= Francisco Xavier Villarroya =

Jesuit missionary in New Spain

Francisco Xavier Villarroya (1734–1768) was a Jesuit missionary to New Spain.

== Biography ==

Villarroya was born in Villarroya de los Pinares, Spain, on November 20, 1734. Along with his close friend and fellow Jesuit, Custodio Ximeno, Villarroya traveled to Sonora in the spring of 1763. The two men were also accompanied by Juan Claudio de Pineda, the new governor of Sonora.

Villarroya was initially assigned to Missions Los Siete Príncipes del Átil and San Pedro y San Pablo del Tubutama. In August 1763, he was reassigned to Mission Nuestra Señora de los Remedios de Banámichi. Over the next few years, he served intermittently at Banámichi, Mission Santa María de Bacerac, and Mission San Miguel de Ures.
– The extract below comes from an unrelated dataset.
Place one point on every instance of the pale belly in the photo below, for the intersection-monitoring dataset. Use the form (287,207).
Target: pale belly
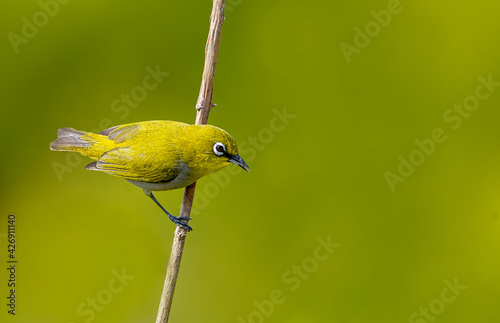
(184,179)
In July 1767, Spanish soldiers from Presidio Santa Gertrudis del Altar arrived to carry out the orders of Charles III by expelling the Jesuits from Mexico. Along with about fifty other Jesuits, Villarroya was escorted to a church in Mátape, near Hermosillo. From there, the soldiers took them to Guaymas, down the Gulf of California, through Tepic, and to Guadalajara. Many of the Jesuits died on the way, including Villarroya, who died on September 1, 1768, in Ixtlán del Río.